Machine Learning with Guild AI

31 Dec 2019

Since I’ve been writing on the topic of workflows and tooling, I thought I’d give one of my favourite packages, Guild AI, a shout-out, and well-deserved exposure.

Guild AI is designed for managing machine learning experiments. It provides ways to track experiment runs, make runs reproducible, and compare runs with different hyperparameters, all in ways that are non-intrusive. Those who know me know I care a lot about my tools, and this is one of those tools that really spark joy. It’s no surprise that the author of this package, Garrett Smith, comes from a systems engineering background. Garrett is also highly responsive on Slack and the community site, actively listening to the users, and provides support.

The Competition

While there is no shortage of machine learning tooling, Guild AI takes a minimal and un-intrusive approach towards instrumenting the training scripts. Take Sacred for example. It requires instrumenting the Python training script with decorators:

from sacred import Experiment
ex = Experiment('iris_rbf_svm')

def cfg():
  C = 1.0
  gamma = 0.7

def run(C, gamma):
  iris = datasets.load_iris()
  # ...

Scalar logging for Sacred is also a custom module within Sacred, and visualizing these scalars is done through custom frontends like Omniboard.

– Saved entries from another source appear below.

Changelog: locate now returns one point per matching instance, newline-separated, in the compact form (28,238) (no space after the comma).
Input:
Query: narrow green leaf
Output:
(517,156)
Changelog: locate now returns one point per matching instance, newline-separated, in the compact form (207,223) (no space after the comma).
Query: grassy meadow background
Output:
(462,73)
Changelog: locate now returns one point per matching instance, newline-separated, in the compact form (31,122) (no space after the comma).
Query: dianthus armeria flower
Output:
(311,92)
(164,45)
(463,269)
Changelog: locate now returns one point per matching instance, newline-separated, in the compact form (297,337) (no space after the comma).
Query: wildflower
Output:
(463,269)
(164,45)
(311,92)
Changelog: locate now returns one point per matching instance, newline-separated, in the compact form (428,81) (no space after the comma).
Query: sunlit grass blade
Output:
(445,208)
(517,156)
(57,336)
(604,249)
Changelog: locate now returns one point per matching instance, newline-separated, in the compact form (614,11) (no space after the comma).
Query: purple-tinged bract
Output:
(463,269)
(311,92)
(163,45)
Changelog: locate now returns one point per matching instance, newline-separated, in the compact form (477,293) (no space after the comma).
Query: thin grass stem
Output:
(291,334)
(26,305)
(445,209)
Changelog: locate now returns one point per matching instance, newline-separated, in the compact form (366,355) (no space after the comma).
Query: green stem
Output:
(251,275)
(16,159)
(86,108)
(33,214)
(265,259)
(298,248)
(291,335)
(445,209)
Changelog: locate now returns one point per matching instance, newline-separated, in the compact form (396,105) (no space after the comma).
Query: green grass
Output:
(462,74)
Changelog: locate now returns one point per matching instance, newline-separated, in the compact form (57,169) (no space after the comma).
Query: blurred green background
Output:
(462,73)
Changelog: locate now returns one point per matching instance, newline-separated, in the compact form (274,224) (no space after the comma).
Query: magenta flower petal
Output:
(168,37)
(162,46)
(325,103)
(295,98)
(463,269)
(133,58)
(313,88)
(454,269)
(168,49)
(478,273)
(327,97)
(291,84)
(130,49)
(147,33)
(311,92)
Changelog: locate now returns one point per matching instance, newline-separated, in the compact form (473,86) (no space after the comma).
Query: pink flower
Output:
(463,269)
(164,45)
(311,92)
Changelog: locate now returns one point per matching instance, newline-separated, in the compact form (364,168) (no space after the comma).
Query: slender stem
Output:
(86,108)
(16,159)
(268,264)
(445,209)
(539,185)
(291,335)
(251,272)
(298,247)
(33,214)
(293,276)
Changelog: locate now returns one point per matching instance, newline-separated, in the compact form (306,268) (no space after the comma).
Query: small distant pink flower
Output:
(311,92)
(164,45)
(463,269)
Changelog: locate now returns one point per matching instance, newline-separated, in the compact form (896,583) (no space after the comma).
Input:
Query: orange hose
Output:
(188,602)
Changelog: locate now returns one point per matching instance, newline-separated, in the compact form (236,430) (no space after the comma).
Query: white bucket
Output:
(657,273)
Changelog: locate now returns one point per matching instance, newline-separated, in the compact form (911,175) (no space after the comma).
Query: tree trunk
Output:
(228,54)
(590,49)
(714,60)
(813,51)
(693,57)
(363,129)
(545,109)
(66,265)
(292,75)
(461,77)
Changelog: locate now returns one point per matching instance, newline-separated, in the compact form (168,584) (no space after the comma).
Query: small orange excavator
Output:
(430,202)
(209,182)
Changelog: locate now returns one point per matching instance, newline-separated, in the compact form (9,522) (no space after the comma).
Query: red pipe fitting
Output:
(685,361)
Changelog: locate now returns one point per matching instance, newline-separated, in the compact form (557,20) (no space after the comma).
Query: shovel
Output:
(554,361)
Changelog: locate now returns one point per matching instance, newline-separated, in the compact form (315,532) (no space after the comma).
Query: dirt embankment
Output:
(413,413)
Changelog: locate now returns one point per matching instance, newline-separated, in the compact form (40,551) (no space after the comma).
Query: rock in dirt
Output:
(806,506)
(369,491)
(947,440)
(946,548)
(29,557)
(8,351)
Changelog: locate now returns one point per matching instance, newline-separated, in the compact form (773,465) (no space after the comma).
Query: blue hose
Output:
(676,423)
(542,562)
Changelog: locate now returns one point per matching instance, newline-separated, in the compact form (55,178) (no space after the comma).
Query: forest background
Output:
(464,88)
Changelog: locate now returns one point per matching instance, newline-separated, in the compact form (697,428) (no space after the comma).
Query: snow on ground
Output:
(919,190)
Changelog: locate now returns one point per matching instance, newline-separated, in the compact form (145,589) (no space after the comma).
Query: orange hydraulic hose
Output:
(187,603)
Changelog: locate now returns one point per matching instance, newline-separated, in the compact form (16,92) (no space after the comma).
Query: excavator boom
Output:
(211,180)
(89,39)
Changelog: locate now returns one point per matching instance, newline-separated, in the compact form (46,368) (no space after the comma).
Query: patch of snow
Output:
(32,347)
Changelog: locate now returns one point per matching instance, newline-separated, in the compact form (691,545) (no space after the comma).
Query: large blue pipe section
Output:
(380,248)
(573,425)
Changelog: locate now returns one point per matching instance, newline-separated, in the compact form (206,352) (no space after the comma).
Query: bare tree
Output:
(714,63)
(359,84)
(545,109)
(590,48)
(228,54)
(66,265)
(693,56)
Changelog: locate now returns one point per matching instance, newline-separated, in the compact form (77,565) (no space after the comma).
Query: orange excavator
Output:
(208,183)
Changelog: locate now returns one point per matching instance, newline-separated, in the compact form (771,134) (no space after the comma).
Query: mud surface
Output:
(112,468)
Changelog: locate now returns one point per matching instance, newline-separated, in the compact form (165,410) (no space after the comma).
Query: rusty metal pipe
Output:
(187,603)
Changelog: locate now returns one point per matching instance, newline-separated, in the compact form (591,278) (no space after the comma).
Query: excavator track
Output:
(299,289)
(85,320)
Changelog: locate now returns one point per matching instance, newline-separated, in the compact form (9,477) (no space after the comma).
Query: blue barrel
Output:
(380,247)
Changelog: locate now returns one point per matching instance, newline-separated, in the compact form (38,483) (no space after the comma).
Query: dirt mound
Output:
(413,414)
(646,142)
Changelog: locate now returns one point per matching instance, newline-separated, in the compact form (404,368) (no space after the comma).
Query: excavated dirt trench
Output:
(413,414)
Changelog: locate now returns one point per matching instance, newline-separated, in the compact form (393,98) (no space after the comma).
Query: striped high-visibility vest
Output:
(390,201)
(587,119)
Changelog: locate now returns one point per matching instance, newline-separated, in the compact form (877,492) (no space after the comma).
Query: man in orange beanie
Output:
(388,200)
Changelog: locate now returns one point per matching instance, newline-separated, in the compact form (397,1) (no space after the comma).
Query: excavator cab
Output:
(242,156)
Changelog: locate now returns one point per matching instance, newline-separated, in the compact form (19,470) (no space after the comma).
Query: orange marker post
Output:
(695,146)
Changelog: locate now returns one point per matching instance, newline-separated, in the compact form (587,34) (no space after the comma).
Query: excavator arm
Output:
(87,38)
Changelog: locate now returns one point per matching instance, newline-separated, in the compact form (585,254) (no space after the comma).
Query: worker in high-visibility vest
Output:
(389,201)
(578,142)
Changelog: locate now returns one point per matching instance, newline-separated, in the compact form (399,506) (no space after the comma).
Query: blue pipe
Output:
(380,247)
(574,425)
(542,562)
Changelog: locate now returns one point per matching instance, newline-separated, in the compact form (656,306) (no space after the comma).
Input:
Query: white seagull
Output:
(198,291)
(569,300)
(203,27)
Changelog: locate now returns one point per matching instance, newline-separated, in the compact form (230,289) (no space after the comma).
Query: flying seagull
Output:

Guild AI cleanly uses default Python functionality, allowing one to get started without any modification to training scripts. This also makes Guild a nice, non-committal choice. I use command-line arguments from argparse as configuration flags. Guild AI also has first-class support for TensorBoard, which is a popular and powerful choice.

Experiment Tracking with Guild AI

Each run of the training script is tracked, by running them through the intuitive guild CLI. The run processes are tracked by Guild.

Figure 1: guild runs shows experiments I’ve run

Figure 1: guild runs shows experiments I’ve run

Guild even ships with a beautiful web interface that allows you to view run files (model checkpoints, logs etc.), accessible via guild view.

Comparing Runs

I use guild tensorboard -C to load TensorBoard for all my completed runs (-C).

jethro@server1-CLeAR: ~/projects/snnrl$ guild tensorboard -C
Preparing runs for TensorBoard
TensorBoard 2.1.0 at http://server1-CLeAR:52675 (Press CTRL+C to quit)
Figure 2: TensorBoard scalars across multiple runs

Figure 2: TensorBoard scalars across multiple runs

It even supports the TensorFlow HParam view, which is designed for comparing runs with differing hyperparameters.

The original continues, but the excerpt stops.